Too often, students view mathematics as that
dreaded subject in which they need to memorize a series of unrelated
procedures. However, by building data science into the math curriculum and
integrating more datasets relevant to students’ lived experiences, we can
transform this perception and inspire more interest in the subject as a whole.
It also presents an opportunity for us as educators to innovate for our
students, especially now when they are counting on us to do so.
Data science is generally recognized as the
field of study that integrates statistics with computer science and domain
knowledge to understand the context. Many people associate data strictly with
numbers; data science helps broaden this understanding and recognizes that data
can also incorporate text, images, sound, and video. Data science incorporates
a wide range of data representations to help make informed decisions. The technology
available to students now allows them to work with larger data sets that have
multiple categorical and numerical variables.

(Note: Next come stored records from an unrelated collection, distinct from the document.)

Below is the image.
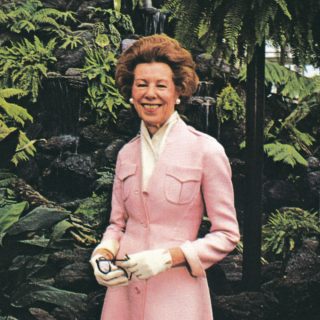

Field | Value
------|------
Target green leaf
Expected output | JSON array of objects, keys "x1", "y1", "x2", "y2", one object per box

[
  {"x1": 0, "y1": 201, "x2": 28, "y2": 244},
  {"x1": 11, "y1": 283, "x2": 87, "y2": 310},
  {"x1": 95, "y1": 33, "x2": 110, "y2": 48},
  {"x1": 113, "y1": 0, "x2": 121, "y2": 12},
  {"x1": 50, "y1": 220, "x2": 74, "y2": 242},
  {"x1": 7, "y1": 206, "x2": 69, "y2": 235}
]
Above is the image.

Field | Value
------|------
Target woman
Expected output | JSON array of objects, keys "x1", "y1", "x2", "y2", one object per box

[{"x1": 91, "y1": 35, "x2": 239, "y2": 320}]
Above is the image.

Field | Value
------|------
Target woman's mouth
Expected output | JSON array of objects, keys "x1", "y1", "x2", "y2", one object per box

[{"x1": 142, "y1": 104, "x2": 161, "y2": 110}]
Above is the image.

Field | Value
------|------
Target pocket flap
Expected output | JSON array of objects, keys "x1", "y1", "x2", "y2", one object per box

[
  {"x1": 117, "y1": 163, "x2": 137, "y2": 180},
  {"x1": 166, "y1": 166, "x2": 202, "y2": 182}
]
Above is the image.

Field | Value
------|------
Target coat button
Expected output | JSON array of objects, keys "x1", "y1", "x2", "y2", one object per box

[{"x1": 134, "y1": 287, "x2": 141, "y2": 294}]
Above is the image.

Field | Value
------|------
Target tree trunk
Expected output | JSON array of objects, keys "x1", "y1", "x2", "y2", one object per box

[{"x1": 242, "y1": 43, "x2": 265, "y2": 291}]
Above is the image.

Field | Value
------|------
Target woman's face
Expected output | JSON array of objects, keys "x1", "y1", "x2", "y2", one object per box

[{"x1": 132, "y1": 62, "x2": 179, "y2": 134}]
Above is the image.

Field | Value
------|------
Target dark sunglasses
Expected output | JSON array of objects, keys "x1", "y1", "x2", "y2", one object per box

[{"x1": 96, "y1": 254, "x2": 132, "y2": 280}]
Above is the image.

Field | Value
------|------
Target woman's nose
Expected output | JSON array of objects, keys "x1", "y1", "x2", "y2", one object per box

[{"x1": 146, "y1": 86, "x2": 156, "y2": 99}]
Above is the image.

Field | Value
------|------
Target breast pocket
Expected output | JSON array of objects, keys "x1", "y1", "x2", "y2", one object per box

[
  {"x1": 117, "y1": 163, "x2": 137, "y2": 201},
  {"x1": 164, "y1": 166, "x2": 201, "y2": 204}
]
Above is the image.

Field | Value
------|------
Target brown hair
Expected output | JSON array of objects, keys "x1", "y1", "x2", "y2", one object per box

[{"x1": 116, "y1": 34, "x2": 199, "y2": 99}]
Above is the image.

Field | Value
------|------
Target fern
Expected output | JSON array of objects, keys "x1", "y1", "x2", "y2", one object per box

[
  {"x1": 0, "y1": 0, "x2": 76, "y2": 37},
  {"x1": 80, "y1": 46, "x2": 129, "y2": 119},
  {"x1": 262, "y1": 207, "x2": 320, "y2": 271},
  {"x1": 216, "y1": 84, "x2": 245, "y2": 123},
  {"x1": 263, "y1": 142, "x2": 308, "y2": 167},
  {"x1": 165, "y1": 0, "x2": 320, "y2": 62},
  {"x1": 0, "y1": 88, "x2": 33, "y2": 126},
  {"x1": 88, "y1": 7, "x2": 134, "y2": 49},
  {"x1": 0, "y1": 36, "x2": 56, "y2": 102},
  {"x1": 0, "y1": 88, "x2": 36, "y2": 165}
]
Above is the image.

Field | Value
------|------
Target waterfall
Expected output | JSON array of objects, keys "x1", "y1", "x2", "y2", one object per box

[
  {"x1": 36, "y1": 75, "x2": 86, "y2": 138},
  {"x1": 185, "y1": 81, "x2": 220, "y2": 140}
]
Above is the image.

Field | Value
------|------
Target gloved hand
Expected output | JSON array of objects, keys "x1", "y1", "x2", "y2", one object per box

[
  {"x1": 116, "y1": 249, "x2": 172, "y2": 279},
  {"x1": 90, "y1": 254, "x2": 129, "y2": 287}
]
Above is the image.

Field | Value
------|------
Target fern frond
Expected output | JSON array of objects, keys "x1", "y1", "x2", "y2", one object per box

[
  {"x1": 0, "y1": 88, "x2": 33, "y2": 126},
  {"x1": 263, "y1": 142, "x2": 308, "y2": 167}
]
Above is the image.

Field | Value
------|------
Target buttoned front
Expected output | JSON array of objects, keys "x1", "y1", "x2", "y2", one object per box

[{"x1": 102, "y1": 120, "x2": 239, "y2": 320}]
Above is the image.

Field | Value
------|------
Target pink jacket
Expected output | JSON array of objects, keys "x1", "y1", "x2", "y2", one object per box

[{"x1": 101, "y1": 120, "x2": 239, "y2": 320}]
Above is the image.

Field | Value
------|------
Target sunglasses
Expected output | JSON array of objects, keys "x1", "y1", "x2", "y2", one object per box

[{"x1": 96, "y1": 254, "x2": 132, "y2": 280}]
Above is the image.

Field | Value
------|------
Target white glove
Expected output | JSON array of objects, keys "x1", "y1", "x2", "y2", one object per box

[
  {"x1": 90, "y1": 254, "x2": 129, "y2": 287},
  {"x1": 117, "y1": 249, "x2": 172, "y2": 279}
]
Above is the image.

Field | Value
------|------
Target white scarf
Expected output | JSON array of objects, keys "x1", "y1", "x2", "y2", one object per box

[{"x1": 140, "y1": 111, "x2": 180, "y2": 191}]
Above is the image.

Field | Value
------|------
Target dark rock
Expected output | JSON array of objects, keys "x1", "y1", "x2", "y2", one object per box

[
  {"x1": 213, "y1": 292, "x2": 280, "y2": 320},
  {"x1": 86, "y1": 292, "x2": 106, "y2": 320},
  {"x1": 48, "y1": 248, "x2": 93, "y2": 269},
  {"x1": 43, "y1": 153, "x2": 97, "y2": 198},
  {"x1": 79, "y1": 125, "x2": 120, "y2": 152},
  {"x1": 55, "y1": 47, "x2": 85, "y2": 74},
  {"x1": 39, "y1": 134, "x2": 79, "y2": 155},
  {"x1": 263, "y1": 180, "x2": 299, "y2": 210},
  {"x1": 15, "y1": 158, "x2": 40, "y2": 184},
  {"x1": 195, "y1": 53, "x2": 213, "y2": 79},
  {"x1": 262, "y1": 272, "x2": 320, "y2": 320},
  {"x1": 261, "y1": 261, "x2": 283, "y2": 283},
  {"x1": 55, "y1": 261, "x2": 97, "y2": 293},
  {"x1": 121, "y1": 39, "x2": 137, "y2": 52},
  {"x1": 104, "y1": 139, "x2": 126, "y2": 163},
  {"x1": 307, "y1": 171, "x2": 320, "y2": 196},
  {"x1": 286, "y1": 239, "x2": 320, "y2": 280},
  {"x1": 112, "y1": 108, "x2": 141, "y2": 139},
  {"x1": 308, "y1": 157, "x2": 320, "y2": 171},
  {"x1": 262, "y1": 240, "x2": 320, "y2": 320},
  {"x1": 29, "y1": 308, "x2": 58, "y2": 320}
]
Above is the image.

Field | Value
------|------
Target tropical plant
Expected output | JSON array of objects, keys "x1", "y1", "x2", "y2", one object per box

[
  {"x1": 165, "y1": 0, "x2": 320, "y2": 63},
  {"x1": 0, "y1": 88, "x2": 36, "y2": 165},
  {"x1": 0, "y1": 0, "x2": 76, "y2": 37},
  {"x1": 81, "y1": 45, "x2": 129, "y2": 121},
  {"x1": 262, "y1": 207, "x2": 320, "y2": 270},
  {"x1": 216, "y1": 83, "x2": 245, "y2": 123},
  {"x1": 239, "y1": 61, "x2": 319, "y2": 167},
  {"x1": 82, "y1": 7, "x2": 134, "y2": 49},
  {"x1": 0, "y1": 36, "x2": 56, "y2": 102}
]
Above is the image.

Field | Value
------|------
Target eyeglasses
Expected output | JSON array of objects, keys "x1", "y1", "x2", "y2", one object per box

[{"x1": 96, "y1": 254, "x2": 132, "y2": 280}]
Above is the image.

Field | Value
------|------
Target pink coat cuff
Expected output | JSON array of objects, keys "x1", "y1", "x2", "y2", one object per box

[{"x1": 180, "y1": 241, "x2": 206, "y2": 277}]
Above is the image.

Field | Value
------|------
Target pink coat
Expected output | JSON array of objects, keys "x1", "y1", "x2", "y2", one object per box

[{"x1": 101, "y1": 120, "x2": 239, "y2": 320}]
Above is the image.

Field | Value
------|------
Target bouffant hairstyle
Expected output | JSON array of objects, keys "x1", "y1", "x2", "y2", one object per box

[{"x1": 116, "y1": 34, "x2": 199, "y2": 99}]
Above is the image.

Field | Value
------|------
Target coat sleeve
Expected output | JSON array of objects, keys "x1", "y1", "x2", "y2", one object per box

[
  {"x1": 101, "y1": 153, "x2": 127, "y2": 244},
  {"x1": 181, "y1": 142, "x2": 240, "y2": 276}
]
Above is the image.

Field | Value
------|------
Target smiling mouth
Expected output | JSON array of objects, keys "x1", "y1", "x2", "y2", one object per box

[{"x1": 142, "y1": 104, "x2": 161, "y2": 110}]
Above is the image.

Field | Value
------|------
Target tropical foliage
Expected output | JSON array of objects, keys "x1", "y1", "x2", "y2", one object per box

[
  {"x1": 216, "y1": 84, "x2": 245, "y2": 123},
  {"x1": 81, "y1": 46, "x2": 128, "y2": 121},
  {"x1": 81, "y1": 7, "x2": 134, "y2": 121},
  {"x1": 0, "y1": 88, "x2": 35, "y2": 165},
  {"x1": 262, "y1": 207, "x2": 320, "y2": 270},
  {"x1": 0, "y1": 36, "x2": 56, "y2": 102},
  {"x1": 0, "y1": 0, "x2": 76, "y2": 38},
  {"x1": 166, "y1": 0, "x2": 320, "y2": 63}
]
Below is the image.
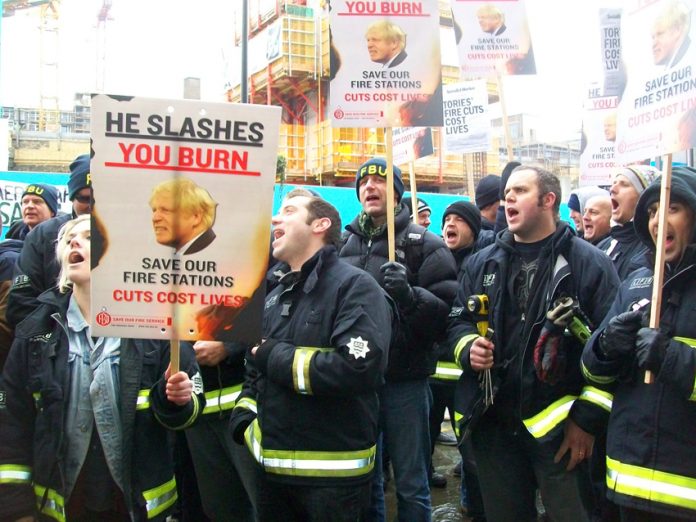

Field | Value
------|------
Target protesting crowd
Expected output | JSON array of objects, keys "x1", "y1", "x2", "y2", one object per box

[{"x1": 0, "y1": 149, "x2": 696, "y2": 522}]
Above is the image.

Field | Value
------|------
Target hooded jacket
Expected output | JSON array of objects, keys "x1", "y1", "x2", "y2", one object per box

[
  {"x1": 582, "y1": 168, "x2": 696, "y2": 520},
  {"x1": 0, "y1": 289, "x2": 205, "y2": 521},
  {"x1": 448, "y1": 222, "x2": 619, "y2": 439},
  {"x1": 230, "y1": 246, "x2": 392, "y2": 487},
  {"x1": 597, "y1": 221, "x2": 648, "y2": 281},
  {"x1": 340, "y1": 206, "x2": 457, "y2": 381},
  {"x1": 7, "y1": 214, "x2": 75, "y2": 326}
]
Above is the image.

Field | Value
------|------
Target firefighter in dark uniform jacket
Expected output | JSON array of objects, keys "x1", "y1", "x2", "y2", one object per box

When we think of statistics in the PK-12
setting, we often think of measures of central tendency, which we ask students
to calculate with a small data set because we recognize it’s impractical to
calculate the mean of a set of 100 numbers manually. By using technology to
generate those measures, we allow students to analyze the results to make
predictions. Data science also involves working with “messy” multivariate data
sets in which some data may be missing. This
creates an opportunity to teach students some practical skills, such as how to
ethically and effectively clean and preprocess data to ensure robust analyses
and accurate conclusions. It allows them to explore more complex mathematical
and statistical ideas such as modeling with multiple variables or assessing
statistical significance.
As data science is a rapidly evolving field, some
educators are uneasy about offering these courses at the high school level. As
a mathematics education community, we must work together to assuage those fears
by clearly defining what data science at the high school level should look
like. I suspect that if today you ask ten mathematics educators to describe
data science, you are likely to get ten different answers! Clearly providing
some commonalities around descriptions and course content will lead to a shared
recognition of the deep mathematical concepts involved. Data science is not the
course for those who have often been inaccurately deemed incapable of
understanding mathematics. Instead,
a clearly defined data science course can offer a meaningful and challenging option
for all learners to engage deeply with mathematical thinking and problem solving
in real-world contexts.
Regardless of whether data science concepts
are incorporated into the PK-12 curriculum, as mathematics educators, we must
continue to develop deeper data literacy skills with our students. Data
literacy is a critical global citizenship skill that requires a strong conceptual understanding of
statistics. This requires
learning opportunities for every student throughout the year, not only at the
end of the school year. When students are learning these concepts, educators
should make sure that the statistical question they are posing is prominent.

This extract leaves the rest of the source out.